By Gift Olivia Samuel, The Sight News
The Director-General/Chief Executive Officer, Nigeria Meteorological Agency (NiMet), Prof. Mansur Bako Matazu, has said that there is a need for providers and users of weather and climate services to have one voice, so as to co-produce a well informed weather and climate information for the development of all sectors of the economy.
This is just as he noted, that priority attention should be given to re-balancing the ownership and responsibility for climate services from provider-led and user-informed, to practices of co-exploration, co-design and co-development.
The DG said this at the Testbed 3 workshop on Nowcasting and Co-production, jointly organised by the Nigerian Meteorological Agency (NiMet) and the Federal University of Technology, Akure (FUTA) under the auspices of the Global Challenge Research Fund (GCRF) African Science for Weather Information and Forecasting Techniques (SWIFT) project.
The GCRF African SWIFT project according to him, started way back in 2017 with the aim of building capacity in areas of forecasting tropical weather systems and increasing the research capabilities in West and East African Tropical weather systems.
He further said that, “The reality of climate change is here with us, and every effort at predicting and improving the accuracy of weather forecasts is therefore critical and necessary for people’s safety, and improvement in all weather-sensitive socio-economic sectors including aviation, agriculture, energy, water resources, marine, maritime, and emergency response”.
He explained that the GCRF African SWIFT has offered an opportunity for African meteorologists, scientists, and researchers to come together to share knowledge and develop improved forecasting techniques that aims to deliver a step change in African weather forecasting capability and communication, from hourly to seasonal timescales, to protect the lives and livelihoods of African people while improving the economies of their countries.
According to him, “In forecasting, we don’t like designing forecast and just pass it to the users without having their input. The project is aligning with the WMO guideline and emphasis on co-design and co-development of forecasting services. This provides ownership and also flexibility of users in getting enough feedback”.
While noting that NiMet since his assumption of office, has continued to invest in improving delivery of services and generation of relevant products, he said that they are at advance stage of revamping their marine meteorological operations to deliver world class services that are globally relevant in line with international best practices.
For his part, the Representative of the World Meteorological Organization(WMO), Dr. Benard Gomez, who said that it is important to bring in the user community when it comes to weather co-production, urged the user community to be responsive to climate services, so as to produce information fit for purpose.
He also noted that the world is in deep weather issues and forecasting capabilities need to be strengthened as much as possible, adding that WMO is engaging with NiMet on increasing the quality and quantity of data generated from Nigeria and surrounding countries.
“Nigeria has signed the WMO convention and one of the major contributions expected from Nigeria is data generated from your weather stations, that is the background for all work in Meteorology.
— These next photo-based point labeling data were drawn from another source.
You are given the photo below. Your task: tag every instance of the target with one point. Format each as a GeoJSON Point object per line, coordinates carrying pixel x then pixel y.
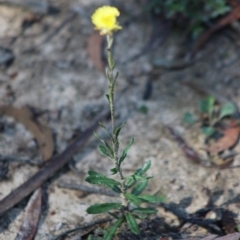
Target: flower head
{"type": "Point", "coordinates": [104, 19]}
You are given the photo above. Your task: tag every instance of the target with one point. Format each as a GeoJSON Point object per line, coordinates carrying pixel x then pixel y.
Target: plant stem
{"type": "Point", "coordinates": [115, 142]}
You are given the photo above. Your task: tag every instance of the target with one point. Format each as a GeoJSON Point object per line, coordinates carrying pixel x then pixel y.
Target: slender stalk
{"type": "Point", "coordinates": [115, 142]}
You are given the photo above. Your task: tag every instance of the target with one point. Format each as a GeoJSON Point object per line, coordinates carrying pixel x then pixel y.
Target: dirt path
{"type": "Point", "coordinates": [53, 73]}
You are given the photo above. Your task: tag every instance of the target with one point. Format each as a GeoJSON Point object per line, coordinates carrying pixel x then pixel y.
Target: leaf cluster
{"type": "Point", "coordinates": [135, 183]}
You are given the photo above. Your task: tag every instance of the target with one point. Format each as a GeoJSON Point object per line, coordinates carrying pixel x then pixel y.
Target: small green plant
{"type": "Point", "coordinates": [210, 114]}
{"type": "Point", "coordinates": [130, 188]}
{"type": "Point", "coordinates": [192, 13]}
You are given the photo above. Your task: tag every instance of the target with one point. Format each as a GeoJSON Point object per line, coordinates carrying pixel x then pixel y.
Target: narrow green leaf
{"type": "Point", "coordinates": [207, 105]}
{"type": "Point", "coordinates": [139, 187]}
{"type": "Point", "coordinates": [132, 179]}
{"type": "Point", "coordinates": [227, 110]}
{"type": "Point", "coordinates": [189, 118]}
{"type": "Point", "coordinates": [95, 174]}
{"type": "Point", "coordinates": [102, 180]}
{"type": "Point", "coordinates": [113, 215]}
{"type": "Point", "coordinates": [144, 210]}
{"type": "Point", "coordinates": [114, 171]}
{"type": "Point", "coordinates": [101, 208]}
{"type": "Point", "coordinates": [151, 199]}
{"type": "Point", "coordinates": [111, 231]}
{"type": "Point", "coordinates": [140, 216]}
{"type": "Point", "coordinates": [102, 125]}
{"type": "Point", "coordinates": [118, 129]}
{"type": "Point", "coordinates": [90, 237]}
{"type": "Point", "coordinates": [105, 150]}
{"type": "Point", "coordinates": [208, 131]}
{"type": "Point", "coordinates": [238, 227]}
{"type": "Point", "coordinates": [133, 199]}
{"type": "Point", "coordinates": [124, 154]}
{"type": "Point", "coordinates": [132, 224]}
{"type": "Point", "coordinates": [144, 168]}
{"type": "Point", "coordinates": [143, 109]}
{"type": "Point", "coordinates": [108, 97]}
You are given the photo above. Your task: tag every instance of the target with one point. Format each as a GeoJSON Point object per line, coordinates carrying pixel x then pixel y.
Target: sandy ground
{"type": "Point", "coordinates": [60, 78]}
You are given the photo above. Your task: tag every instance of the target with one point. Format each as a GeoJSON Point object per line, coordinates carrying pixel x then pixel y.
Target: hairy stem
{"type": "Point", "coordinates": [115, 142]}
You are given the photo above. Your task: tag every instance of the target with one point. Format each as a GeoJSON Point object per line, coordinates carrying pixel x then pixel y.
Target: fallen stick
{"type": "Point", "coordinates": [55, 164]}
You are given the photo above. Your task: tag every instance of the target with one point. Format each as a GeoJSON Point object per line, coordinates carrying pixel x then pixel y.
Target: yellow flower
{"type": "Point", "coordinates": [104, 19]}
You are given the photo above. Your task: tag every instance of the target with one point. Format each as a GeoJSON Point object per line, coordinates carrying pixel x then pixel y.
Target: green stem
{"type": "Point", "coordinates": [115, 142]}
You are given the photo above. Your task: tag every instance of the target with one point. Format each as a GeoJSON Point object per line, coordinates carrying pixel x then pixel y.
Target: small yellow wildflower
{"type": "Point", "coordinates": [104, 19]}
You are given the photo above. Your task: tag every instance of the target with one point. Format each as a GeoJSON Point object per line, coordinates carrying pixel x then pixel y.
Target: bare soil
{"type": "Point", "coordinates": [52, 73]}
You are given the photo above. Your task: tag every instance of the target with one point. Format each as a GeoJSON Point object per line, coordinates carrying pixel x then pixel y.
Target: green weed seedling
{"type": "Point", "coordinates": [128, 209]}
{"type": "Point", "coordinates": [210, 114]}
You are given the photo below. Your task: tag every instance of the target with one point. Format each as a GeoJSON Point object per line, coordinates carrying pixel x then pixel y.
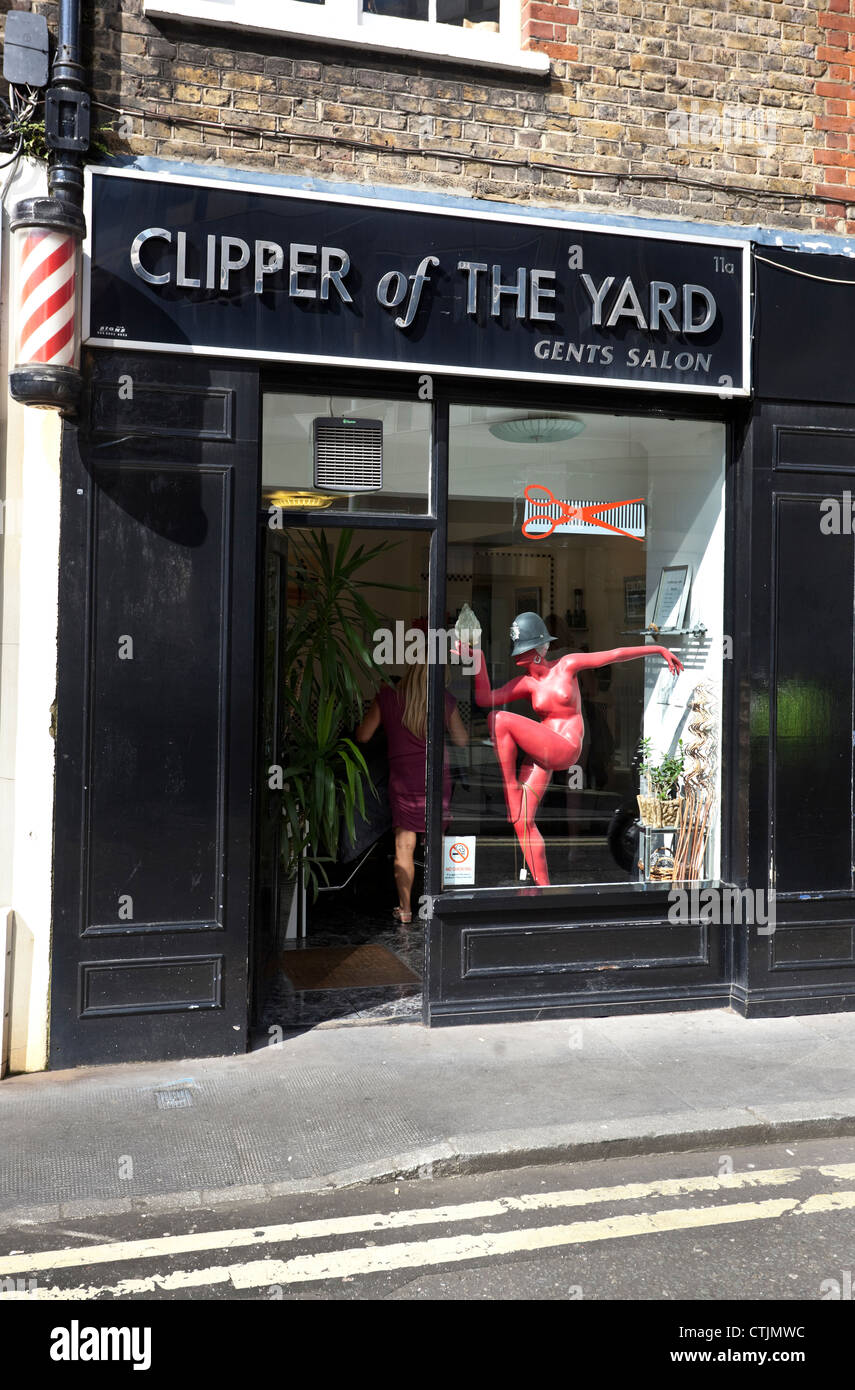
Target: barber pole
{"type": "Point", "coordinates": [46, 299]}
{"type": "Point", "coordinates": [46, 263]}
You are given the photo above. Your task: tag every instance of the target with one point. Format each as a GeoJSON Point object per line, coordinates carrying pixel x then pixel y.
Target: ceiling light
{"type": "Point", "coordinates": [538, 430]}
{"type": "Point", "coordinates": [295, 499]}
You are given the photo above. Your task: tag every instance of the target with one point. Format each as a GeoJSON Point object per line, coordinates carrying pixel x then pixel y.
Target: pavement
{"type": "Point", "coordinates": [341, 1107]}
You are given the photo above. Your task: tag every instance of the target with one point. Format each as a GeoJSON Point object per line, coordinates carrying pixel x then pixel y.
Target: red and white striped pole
{"type": "Point", "coordinates": [46, 256]}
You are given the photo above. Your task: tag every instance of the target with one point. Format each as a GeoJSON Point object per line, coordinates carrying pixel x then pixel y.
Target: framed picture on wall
{"type": "Point", "coordinates": [528, 599]}
{"type": "Point", "coordinates": [672, 597]}
{"type": "Point", "coordinates": [634, 601]}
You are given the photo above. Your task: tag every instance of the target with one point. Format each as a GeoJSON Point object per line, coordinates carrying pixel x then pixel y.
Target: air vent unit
{"type": "Point", "coordinates": [348, 455]}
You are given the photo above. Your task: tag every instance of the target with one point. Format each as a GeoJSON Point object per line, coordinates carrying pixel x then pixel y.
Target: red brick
{"type": "Point", "coordinates": [837, 21]}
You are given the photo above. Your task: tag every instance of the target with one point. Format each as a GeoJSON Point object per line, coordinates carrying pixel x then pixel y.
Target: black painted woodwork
{"type": "Point", "coordinates": [156, 713]}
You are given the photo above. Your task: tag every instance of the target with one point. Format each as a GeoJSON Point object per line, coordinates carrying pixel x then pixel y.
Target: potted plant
{"type": "Point", "coordinates": [658, 798]}
{"type": "Point", "coordinates": [328, 674]}
{"type": "Point", "coordinates": [648, 802]}
{"type": "Point", "coordinates": [666, 783]}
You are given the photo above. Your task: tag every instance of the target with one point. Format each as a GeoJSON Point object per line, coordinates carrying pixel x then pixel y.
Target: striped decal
{"type": "Point", "coordinates": [47, 277]}
{"type": "Point", "coordinates": [627, 516]}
Stations in Nigeria contribute to the global effort to monitor and predict the weather.
“I call on you to ensure that whatever investments are made are sustainable, especially in this area; these are tools and skills that we need going forward, the weather is going to be more harsh, so we need to enrich these tools and skills, knowing that we need them to survive”, he concluded.
Earlier, the representative of the Directorate of Weather Forecasting Services, Mrs Olaniyan Olumide, explained that the workshop became necessary due to the fact that despite scientific and technological advances which has readily contributed to improving weather forecasting, the accuracy and the access to these information by local grassroots communities still remain a major challenge.
She emphasized that the project which aims to bring about radical change in weather forecasting capacity in Africa, will help to better understand the need of the weather forecast users from different sectors.
Speaking to newsmen, the Nigerian SWIFT Principal Investigator, Ishiyaku Ibrahim, while noting that SWIFT Project is research-based, added that the workshop brings together users of meteorological information and producers of the information, so as to discuss on the type of information and how its being received as well as its benefit in decision making.
“We are bringing the users of our Meteorological information together with us, so that we can brainstorm. Let them tell us how they have been using, accessing our information and how it has helped them to make decisions”, he said.
Several agencies such as; the Ministry of Environment, Federal Ministry of Agriculture, Nigerian Hydrological Services Agency (NIHSA), National Emergency Management Agency (NEMA) were represented.
The workshop on nowcasting and users’ co-production with the theme, “Evaluation and improvement of 0-6 hour and short-term forecasts (nowcasting and synoptic forecasting) with users for better decision making”, aims to prepare for and ensure the effective engagement of decision-makers in the development of improved forecasting techniques as part of the project’s third testbed (TSB3), taking place in October 2021.